Many dogs with a natural response to owners’ mental, physical, and neurological health conditions are not difficult for a consistent owner to train as service animals, especially when the owner is disabled enough to be with his or her dog around the clock and around other people and dogs. Giving the owner the information he or she needs to be able to confidently answer “This is my service dog. He/she is trained to…” requires nothing more than a flyer.
This is one of the few situations when the limitations on what a business can ask: “Is this a service dog? What task does it perform?” may be unhelpful for an owner-dog team. Even if the owner has trained the dog to respond to his or her disability, conditioned the dog for appropriate public behavior, and learned to keep the dog under control, giving the wrong answers can result in the dog being denied. The business is under no obligation to inform a handler why their answer did not meet the ADA criteria.
Often, when we talk to owners of self-trained service dogs, they admit to leaving their dogs at home because they are afraid of the challenges businesses issue, and they’re not confident that they won’t say something wrong, leading to a longer confrontation that they are emotionally, psychologically, or even physically unequipped to handle.

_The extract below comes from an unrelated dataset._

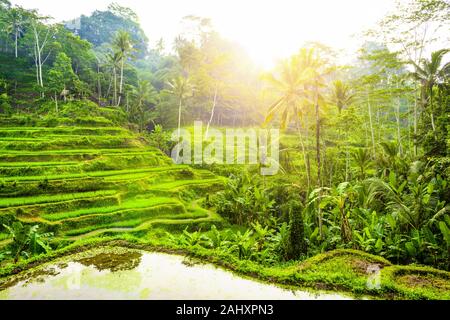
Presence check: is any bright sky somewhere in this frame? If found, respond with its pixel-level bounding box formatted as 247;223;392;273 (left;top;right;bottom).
11;0;395;68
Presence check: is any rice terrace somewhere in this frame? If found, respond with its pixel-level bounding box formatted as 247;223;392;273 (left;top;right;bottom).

It sounds simple. My dog is a service dog. My dog performs medical alert. (A common generalized name for many tasks a variety of service dogs perform.) But add emotional pressure and a confronting authority figure, and it becomes very easy to answer “My dog IS a service dog. He/she is my life. I couldn’t get by without the support he/she provides,” as Barbara Keller did, and the simple interaction becomes an argument focused on the comfort the dog provides.
Not everyone is comfortable or capable of interrupting the conversation to assert “This is my service dog. He/she performs Medical Alert” (or other task), often because of the invisible disability that necessitates the service dog. And the business is not required to reassert “does the dog perform a task?” when the topic becomes comfort.
What to do?
More laws and regulations?
In this climate, probably not.
More education is always a good thing, but in this case, I advocate more compassion. If the dog is well behaved and not acting out, does denying the dog and distressing the owner benefit the business owner or casual observer? What is the motivation behind the movement to doubt every service dog? Is the motivation selfish, or is it compassionate?

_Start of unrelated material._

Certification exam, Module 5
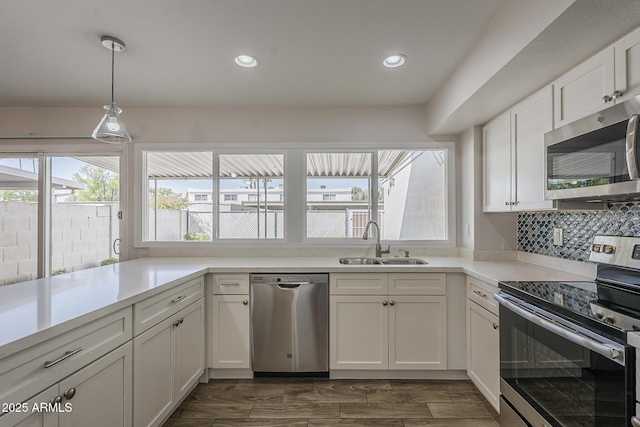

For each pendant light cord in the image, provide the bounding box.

That’s a question I’d like to ask the Salvation Army shelter along with asking why they can’t provide basic information to this woman about what qualifications make a service dog so that she can understand whether her dog meets those qualifications or needs to learn more before it will?

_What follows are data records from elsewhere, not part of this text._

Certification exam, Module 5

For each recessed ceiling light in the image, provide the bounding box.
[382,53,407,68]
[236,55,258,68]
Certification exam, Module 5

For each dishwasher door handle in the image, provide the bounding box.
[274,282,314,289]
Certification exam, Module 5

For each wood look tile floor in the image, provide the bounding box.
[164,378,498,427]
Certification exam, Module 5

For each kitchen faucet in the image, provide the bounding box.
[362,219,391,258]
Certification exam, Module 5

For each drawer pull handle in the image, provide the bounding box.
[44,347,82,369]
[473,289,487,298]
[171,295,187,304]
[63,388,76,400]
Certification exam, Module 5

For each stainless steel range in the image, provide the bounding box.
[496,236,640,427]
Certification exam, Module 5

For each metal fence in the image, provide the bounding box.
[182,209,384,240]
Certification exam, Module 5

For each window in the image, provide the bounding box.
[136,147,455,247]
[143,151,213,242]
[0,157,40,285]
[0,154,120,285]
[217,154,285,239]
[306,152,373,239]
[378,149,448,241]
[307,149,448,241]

Please remember that even an emotional support animal can be taught to become a service animal.
That’s part of our motivation behind creating this blog. Not all disabled people who could benefit from a service dog have the $15-50,000 for a professionally trained service dog from a program. Not all disabled people meet common program qualifications regarding age or the presence of other dogs in the home. Without the help of a program, this is the population most likely to need help navigating their rights and responsibilities as service dog handlers.